Box of Wine for Mom
Master saying this phrase sincerely and without sounding like you have an ulterior motive:
“Here Mom, let me freshen that glass up for you.”
Bonus points awarded for getting your Mom to drunk dial your Uncles.
Silence is golden
You can actually get away with a lot by pasting a wan smile on your face and refusing to answer any questions, or respond to any little fights that people try to pick. You’ll not only be boring, you’ll actually be a little creepy.
Pre-empting barbed comments can also throw people for a loop. Go ahead and exclaim “I know! I am SUCH a slut!” whenever your mother asks if you ever plan to settle down. Then smile broadly and go back to being quiet.
Burning Man
Speaking of burning straw men, go ahead and talk ad nauseum about your time at Burning Man this year. Really, never stop talking about it. Nothing is more interesting than your pot and acid-fueled utopian vacation. Bring pictures, even a slide show. It doesn’t matter if you went or not: friends and family will be avoiding you within minutes, leaving you in peace with your bottle of Scotch.
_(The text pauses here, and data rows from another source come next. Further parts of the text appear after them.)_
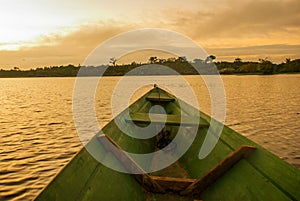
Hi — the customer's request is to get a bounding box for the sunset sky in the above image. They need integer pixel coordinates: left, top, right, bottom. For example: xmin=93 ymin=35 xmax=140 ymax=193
xmin=0 ymin=0 xmax=300 ymax=69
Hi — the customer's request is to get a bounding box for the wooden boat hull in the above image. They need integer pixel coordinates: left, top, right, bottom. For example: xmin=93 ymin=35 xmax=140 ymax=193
xmin=36 ymin=88 xmax=300 ymax=201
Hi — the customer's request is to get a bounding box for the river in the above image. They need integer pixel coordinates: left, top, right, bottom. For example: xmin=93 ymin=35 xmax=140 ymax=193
xmin=0 ymin=74 xmax=300 ymax=200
HOW TO HANDLE THE "GOD" CONVERSATION:
It’s always difficult when someone in yor family decides to get all religious on you and somewhere in the night they’ll ask you if you’ve A. Been saved or B. How you manage to live your life without following the path of the Lord???
It’s really easy to let this rile you up and react with a snap decision…which I’m going to URGE you to avoid, since that’ll only make you look like more of a heathen.
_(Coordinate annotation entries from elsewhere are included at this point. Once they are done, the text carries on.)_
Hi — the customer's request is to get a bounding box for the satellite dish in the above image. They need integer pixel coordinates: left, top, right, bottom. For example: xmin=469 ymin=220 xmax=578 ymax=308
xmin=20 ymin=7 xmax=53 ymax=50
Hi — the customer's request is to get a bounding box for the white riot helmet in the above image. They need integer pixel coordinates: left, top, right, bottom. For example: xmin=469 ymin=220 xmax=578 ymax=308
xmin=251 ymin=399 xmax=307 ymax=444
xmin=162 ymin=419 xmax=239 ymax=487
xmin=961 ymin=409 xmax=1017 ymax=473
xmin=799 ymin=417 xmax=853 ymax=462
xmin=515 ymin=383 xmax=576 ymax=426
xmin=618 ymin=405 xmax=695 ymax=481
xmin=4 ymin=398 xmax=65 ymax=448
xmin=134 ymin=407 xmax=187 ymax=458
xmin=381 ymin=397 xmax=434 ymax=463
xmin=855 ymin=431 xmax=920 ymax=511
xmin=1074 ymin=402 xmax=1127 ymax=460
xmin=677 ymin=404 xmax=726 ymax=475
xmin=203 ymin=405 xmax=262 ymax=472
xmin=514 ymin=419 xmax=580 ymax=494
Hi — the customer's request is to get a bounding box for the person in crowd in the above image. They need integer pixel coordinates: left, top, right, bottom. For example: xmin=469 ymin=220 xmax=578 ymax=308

1. ALWAYS have a good exit strategy- if you need to resort to a sudden case of diahrrea- DO IT.
2. DON’T SPEAK. Just listen, then go scream in your car.
3.Avoid wearing peace signs, marijuana leaves, tie die, bandana’s, or flowing fabrics- your hippie garb will insight fear and a mission to “save you.”
The best defense is a good offense
1. Prepare a list of potential pitfalls in advance
For example: My family focuses on the fact that I have a college degree and all I’ve ever committed myself to is a retail career
2. what are the negatives that will drive you to booze!
This year is rough as I am now volunteering at a non-profit cafe and have grand visions that my ass couldn’t put a down payment on (livin’ in the bay area is rough for under 100k a year)
3. Prepare talking points ahead of time
- I am in transition, signed up for grad school entrance exam
-this experience is valuable for my five year professional goals
-Do you have any suggestions for someone with ADD who can’t sit at a desk
Ok the third option is when you’re really in a corner. Bringing up mental illness is a red flag for folks to handle you with kid gloves
4. Practice makes perfect!!!
-Utilize those 3-5 Christmas parties to share what you are up to. This ensures confidence when under fire
5. When all else fails, bring up the potential “Hot Topic” yourself! Then like my homeboy Brian Tracy says, "you are responsible
Pass the Wine
I start drinking WAY before a family gathering begins, so that way when people start asking me about my job, love life, or anything else I don’t want to talk about, I’m too drunk to care.